High school student Rika Kosaka and her friend Nami go to Kofumachi to visit her grandfather Ryuhei, a brilliant surgeon. As they set out, they find zombie hordes everywhere in the streets. They are saved by a guy Tomoya who joins them. They arrive at Rika’s grandfather’s place to find he has married a younger woman Sayaka. She informs them that Ryuhei is in an advanced state of dementia. What they do not know is that Sayaka and Tomoya are lovers and have been feeding Ryuhei a drug that addles his wits with the intention of stealing his money. Just then the house is attacked by zombies. Ryuhei regains his wits to fight the zombies off with a samurai sword. In the process of doing so, Rika is bitten and Ryuhei makes the choice to sever her arm to prevent infection. They are aided by Takashi, a scientist who has been bitten but has a way of controlling the spread of the infection. He tells them how the zombie outbreak was caused by a government-created euthanasia drug. To stop the outbreak they need to kill the lead zombie Grorian, which will cause all the other zombies to revert to normal. Ryuhei then takes a severed arm that holds a sword and transplants it onto Rika’s stump. She finds that holding the sword gives her the powers of a predestined zombie hunter.
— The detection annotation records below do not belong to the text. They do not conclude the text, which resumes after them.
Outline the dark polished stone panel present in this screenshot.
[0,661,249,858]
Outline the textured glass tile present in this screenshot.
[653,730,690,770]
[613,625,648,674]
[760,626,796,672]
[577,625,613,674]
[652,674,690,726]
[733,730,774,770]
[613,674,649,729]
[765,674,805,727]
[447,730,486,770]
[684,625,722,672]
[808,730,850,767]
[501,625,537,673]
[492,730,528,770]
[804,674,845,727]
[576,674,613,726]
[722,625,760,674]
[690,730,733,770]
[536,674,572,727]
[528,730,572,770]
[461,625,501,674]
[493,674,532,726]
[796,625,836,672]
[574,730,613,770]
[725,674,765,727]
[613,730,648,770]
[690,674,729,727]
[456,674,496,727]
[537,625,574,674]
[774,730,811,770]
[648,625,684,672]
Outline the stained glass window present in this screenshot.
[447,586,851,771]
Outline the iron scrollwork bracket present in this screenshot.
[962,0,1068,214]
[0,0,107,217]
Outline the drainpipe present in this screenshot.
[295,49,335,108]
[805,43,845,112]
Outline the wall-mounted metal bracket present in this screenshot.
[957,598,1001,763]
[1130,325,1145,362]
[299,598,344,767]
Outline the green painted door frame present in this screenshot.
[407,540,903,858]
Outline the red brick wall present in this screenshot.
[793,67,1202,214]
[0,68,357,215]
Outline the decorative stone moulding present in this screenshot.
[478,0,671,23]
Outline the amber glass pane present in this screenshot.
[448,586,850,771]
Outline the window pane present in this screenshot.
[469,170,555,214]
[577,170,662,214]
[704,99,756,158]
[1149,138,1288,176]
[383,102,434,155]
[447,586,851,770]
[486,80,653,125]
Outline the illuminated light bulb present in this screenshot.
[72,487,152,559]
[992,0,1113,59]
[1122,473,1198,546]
High School Girl Rika, Zombie Hunter came out amid the zombie fad of the 2000s that was created by efforts like Resident Evil (2002), 28 Days Later (2002), Dawn of the Dead (2004) and Shaun of the Dead (2004), which presaged a whole bunch of films that took the genre less than seriously. Around this period, Japan had already offered up its own demented spin on the zombie film with the likes of Stacy (2001), Tokyo Zombie (2005), Attack Girls’ Swim Team vs. the Undead (2007), Big Tits Zombie (2010), Schoolgirl Apocalypse (2011) and Zombie Ass: The Toilet of the Dead (2011). (For a more detailed overview of the genre see Zombie Films).

Around the same time, what one has termed the Gonzo Japanese Splatter Film had started off with Meatball Machine (2005). Just ahead would be the likes of Tokyo Gore Police (2008), Robo Geisha (2009), Samurai Princess (2009), Vampire Girl vs Frankenstein Girl (2009), Gothic & Lolita Psycho (2010), Helldriver (2010), Mutant Girls Squad (2010) and Dead Sushi (2012), among others.
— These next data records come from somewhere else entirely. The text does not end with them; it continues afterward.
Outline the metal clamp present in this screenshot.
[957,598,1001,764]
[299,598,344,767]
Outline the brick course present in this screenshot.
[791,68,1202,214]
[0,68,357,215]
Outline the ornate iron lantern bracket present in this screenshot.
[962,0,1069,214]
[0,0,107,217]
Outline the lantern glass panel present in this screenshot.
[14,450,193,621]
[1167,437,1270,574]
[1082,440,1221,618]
High School Girl Rika, Zombie Hunter would appear to be an entry amid the Gonzo Japanese Splatter Film fad. What I was hoping before sitting down to watch is that we would be in for a film that hit the tone of something like Bloody Chainsaw Girl (2016). However, director Kenichi Fujiwara never quite finds the manic cartoonishness and dementedly over-the-top approach of any of the aforementioned Gonzo Japanese Splatter Films. For one, the film seems hampered by a low budget, which prevents it from serving up the over-the-top makeup effects and transformations in which these films specialise. Rika’s transplanted arm, for instance, looks exactly like a set of the fake muscles you buy from a Halloween store.
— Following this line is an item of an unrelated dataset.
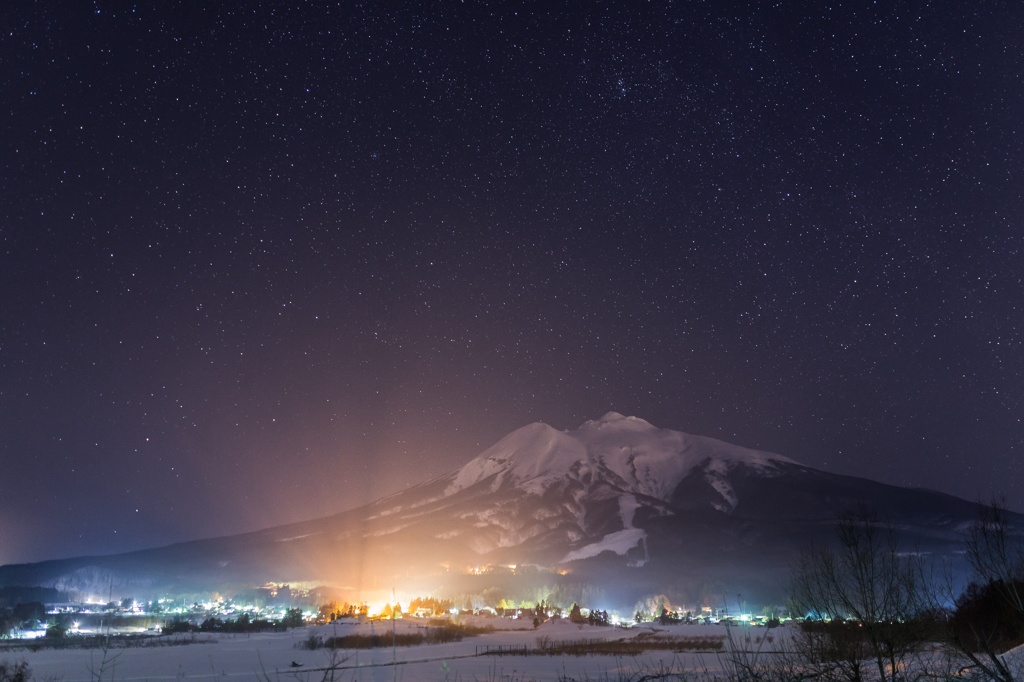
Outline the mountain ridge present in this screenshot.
[0,412,1020,596]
Rika (Lisa Kudo) sorts out the zombies in High School Girl Rika, Zombie Hunter (2008)
High School Girl Rika (Lisa Kudo) sorts out the zombies

The film gets there in occasional moments, in particular with the madcap character of the zombified scientist and during some of the latter scenes with Lisa Kudo going into action but it is fairly bitsy. There are moments of splatter – some of which looks very cheap, particularly during the initial attack in the streets. If anything this goes for more the adolescent male focus of Attack Girls’ Swim Team or Big Tits Zombie, having Tsugumi Nagasawa and the three maids all get topless within minutes of introducing them.

The concept, which seems to be trying to create a zombie-hunting equivalent of Buffy the Vampire Slayer, is not the most gainly one. And the story rationalisation about inherited swords and hereditary zombie hunters is a paper thin one, as is the talk about the experiments created by a euthanasia drug. Lisa Kudo looks rather pouty and sour-faced and fails to quite inhabit the role of Rika in the larger-than-life way you feel it should be played.

Elsewhere, director Kenichi Fujiwara has mostly made action and crime films. In genre material, he also made Female Prisoner No. 701: Sasori (2011), the reboot of a 1970s series about an escaped woman prisoner seeking revenge, and the future-set action films Iron Girl: The Ultimate Revenge (2016) with a cyborg heroine and Lady Ninja: A Blue Shadow (2018).